Ricardo Bielschowsky: Três são desenvolvimentistas, pressupõem a interação do Estado com o mercado para aumentar o investimento e orientar o desenvolvimento. Uma delas enfatiza a dinâmica de consumo de massa, outra tem o foco na inovação e competitividade e a terceira prioriza a integração territorial e a competitividade. Uma quarta estratégia, a "reformista", só considera possível aumentar investimento e crescer se forem realizadas reformas (trabalhista, previdenciária, tributária, judiciária etc) que fortaleçam os mecanismos de mercado, inclusive pela redução do tamanho do Estado. A quinta estratégia é centrada em fórmulas de redistribuição de renda, omite investimento ou crescimento e tem adeptos tanto de inclinação desenvolvimentista como de orientação neoliberal.

Valor: Por que o sr. defende a estratégia baseada no consumo de massas?

Bielschowsky: Colaborei na elaboração em 2003 do PPA 2004-2007, que tem toda uma seção introdutória apresentando a estratégia. É uma modalidade viável porque inscrita na lógica de funcionamento da economia brasileira, só espera a retomada do crescimento para se afirmar.

Valor: Como funcionaria?

Bielschowsky: Foi a orientação seguida pelos países desenvolvidos, de mercado interno amplo, no pós-guerra.
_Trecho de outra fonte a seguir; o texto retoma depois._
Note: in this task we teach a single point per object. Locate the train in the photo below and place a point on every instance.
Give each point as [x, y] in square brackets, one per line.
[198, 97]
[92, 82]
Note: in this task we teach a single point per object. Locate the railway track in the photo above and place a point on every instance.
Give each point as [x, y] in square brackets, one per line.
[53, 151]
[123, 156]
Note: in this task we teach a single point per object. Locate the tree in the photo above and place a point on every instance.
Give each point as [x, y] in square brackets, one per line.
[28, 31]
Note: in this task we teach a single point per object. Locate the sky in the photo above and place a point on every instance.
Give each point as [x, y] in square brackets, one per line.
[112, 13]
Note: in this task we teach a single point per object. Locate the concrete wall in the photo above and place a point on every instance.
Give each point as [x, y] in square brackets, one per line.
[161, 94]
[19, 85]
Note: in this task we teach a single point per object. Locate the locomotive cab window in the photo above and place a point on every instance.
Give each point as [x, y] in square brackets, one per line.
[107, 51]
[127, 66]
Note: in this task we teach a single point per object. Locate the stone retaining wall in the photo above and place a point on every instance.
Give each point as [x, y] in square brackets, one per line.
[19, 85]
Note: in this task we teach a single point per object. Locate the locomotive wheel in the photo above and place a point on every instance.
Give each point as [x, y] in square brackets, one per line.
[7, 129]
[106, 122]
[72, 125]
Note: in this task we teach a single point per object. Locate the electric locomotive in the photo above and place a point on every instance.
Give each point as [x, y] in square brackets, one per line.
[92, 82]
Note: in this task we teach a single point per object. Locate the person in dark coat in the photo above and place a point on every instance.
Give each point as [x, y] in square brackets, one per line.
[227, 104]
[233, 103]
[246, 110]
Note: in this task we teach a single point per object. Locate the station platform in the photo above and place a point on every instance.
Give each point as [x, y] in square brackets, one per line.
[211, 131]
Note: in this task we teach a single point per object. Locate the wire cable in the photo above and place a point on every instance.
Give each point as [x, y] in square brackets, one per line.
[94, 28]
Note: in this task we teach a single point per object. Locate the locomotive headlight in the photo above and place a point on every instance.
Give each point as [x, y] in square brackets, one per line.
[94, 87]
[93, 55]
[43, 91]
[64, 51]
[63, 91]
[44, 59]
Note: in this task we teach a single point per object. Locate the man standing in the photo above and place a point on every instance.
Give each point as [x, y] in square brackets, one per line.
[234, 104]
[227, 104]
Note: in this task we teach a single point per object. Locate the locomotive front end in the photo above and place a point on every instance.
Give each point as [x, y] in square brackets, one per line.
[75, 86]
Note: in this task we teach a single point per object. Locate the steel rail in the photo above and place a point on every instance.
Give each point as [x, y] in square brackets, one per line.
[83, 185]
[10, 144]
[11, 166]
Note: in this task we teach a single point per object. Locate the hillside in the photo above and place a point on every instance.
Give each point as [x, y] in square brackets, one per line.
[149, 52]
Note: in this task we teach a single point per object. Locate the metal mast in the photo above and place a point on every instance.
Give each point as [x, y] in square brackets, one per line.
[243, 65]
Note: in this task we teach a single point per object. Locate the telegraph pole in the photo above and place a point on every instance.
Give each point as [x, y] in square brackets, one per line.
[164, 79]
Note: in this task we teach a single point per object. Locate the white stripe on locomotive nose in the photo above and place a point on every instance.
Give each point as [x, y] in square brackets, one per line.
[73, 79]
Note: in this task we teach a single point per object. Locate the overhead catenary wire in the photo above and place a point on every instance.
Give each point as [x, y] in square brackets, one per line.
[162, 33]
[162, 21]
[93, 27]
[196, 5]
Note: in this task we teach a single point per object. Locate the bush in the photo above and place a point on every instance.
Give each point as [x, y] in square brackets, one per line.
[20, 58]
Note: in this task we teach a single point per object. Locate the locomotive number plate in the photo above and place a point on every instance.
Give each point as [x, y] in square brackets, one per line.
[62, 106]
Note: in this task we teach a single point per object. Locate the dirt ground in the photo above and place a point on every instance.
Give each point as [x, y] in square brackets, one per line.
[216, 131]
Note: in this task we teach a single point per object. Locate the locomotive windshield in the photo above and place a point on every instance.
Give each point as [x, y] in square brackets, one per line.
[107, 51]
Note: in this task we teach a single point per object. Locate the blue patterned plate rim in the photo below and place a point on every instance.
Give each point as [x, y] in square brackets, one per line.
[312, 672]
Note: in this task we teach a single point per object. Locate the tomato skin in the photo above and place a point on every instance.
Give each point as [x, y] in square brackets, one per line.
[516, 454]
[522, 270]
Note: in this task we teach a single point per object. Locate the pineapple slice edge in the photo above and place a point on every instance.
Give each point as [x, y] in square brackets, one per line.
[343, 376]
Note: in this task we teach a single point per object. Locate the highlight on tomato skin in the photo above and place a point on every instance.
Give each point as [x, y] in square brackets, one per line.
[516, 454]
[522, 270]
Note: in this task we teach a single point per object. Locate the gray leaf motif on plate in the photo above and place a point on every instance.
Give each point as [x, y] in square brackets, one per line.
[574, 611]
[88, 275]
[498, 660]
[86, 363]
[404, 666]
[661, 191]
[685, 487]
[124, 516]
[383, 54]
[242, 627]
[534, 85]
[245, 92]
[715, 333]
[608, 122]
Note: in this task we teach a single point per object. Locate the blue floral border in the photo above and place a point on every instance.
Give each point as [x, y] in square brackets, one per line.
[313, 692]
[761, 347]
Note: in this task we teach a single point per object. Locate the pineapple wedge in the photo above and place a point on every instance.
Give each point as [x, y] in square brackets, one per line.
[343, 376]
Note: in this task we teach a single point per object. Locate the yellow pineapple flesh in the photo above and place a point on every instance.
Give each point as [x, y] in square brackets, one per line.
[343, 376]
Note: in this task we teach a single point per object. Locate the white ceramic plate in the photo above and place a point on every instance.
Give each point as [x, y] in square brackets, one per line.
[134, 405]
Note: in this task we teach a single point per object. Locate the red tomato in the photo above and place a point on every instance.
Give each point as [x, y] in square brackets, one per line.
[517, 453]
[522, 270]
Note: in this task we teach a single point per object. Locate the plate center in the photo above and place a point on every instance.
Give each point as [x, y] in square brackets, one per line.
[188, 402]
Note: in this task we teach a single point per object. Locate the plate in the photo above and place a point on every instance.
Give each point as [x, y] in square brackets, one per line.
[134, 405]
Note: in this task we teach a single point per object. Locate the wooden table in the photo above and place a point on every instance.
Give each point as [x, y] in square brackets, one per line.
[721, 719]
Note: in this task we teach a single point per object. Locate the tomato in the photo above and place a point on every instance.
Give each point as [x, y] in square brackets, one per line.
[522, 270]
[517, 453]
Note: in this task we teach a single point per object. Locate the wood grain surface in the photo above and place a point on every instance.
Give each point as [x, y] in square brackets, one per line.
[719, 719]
É baseada em políticas de crescimento e de investimento (fixo e em inovação) e em políticas sociais. Integra crescimento à distribuição de renda. Cria um círculo virtuoso, com expansão do investimento, da produtividade e da competitividade, de um lado, e aumento da renda e do consumo das famílias trabalhadoras, de outro.

Valor: Como se cria isso?

Bielschowsky: A escala potencial do mercado brasileiro permite essa estratégia. É simples: o crescimento e o investimento aumentam a produtividade e a competitividade, por escala e por progresso técnico, e isso eleva o poder aquisitivo das famílias, pelo aumento salarial, o financiamento público às políticas sociais e a queda no preço dos bens de consumo. A maior demanda por bens de consumo de massa estimula o crescimento, o investimento e, de novo, a produtividade. O investimento e o consumo dos 60% mais pobres podem crescer mais do que o PIB, basta que o consumo dos 20% de maiores rendas cresça menos. Além das virtudes intrínsecas, essa proposição faz o que nenhuma das demais consegue: absorver os melhores elementos de cada uma das outras quatro.

Valor: Como?

Bielschowsky: É uma espécie de guarda-chuva para as outras estratégias. Ela enfatiza as políticas tecnológicas e de competitividade, incorpora com facilidade a importante dimensão territorial do desenvolvimento nacional e não descarta a necessidade reformas graduais. Vai além do argumento distributivista puro, porque assevera que a melhoria na distribuição de renda permite ganhos de escala na produção e expande a produtividade. Integra investimento e crescimento à redistribuição de renda e consumo popular, num modelo único.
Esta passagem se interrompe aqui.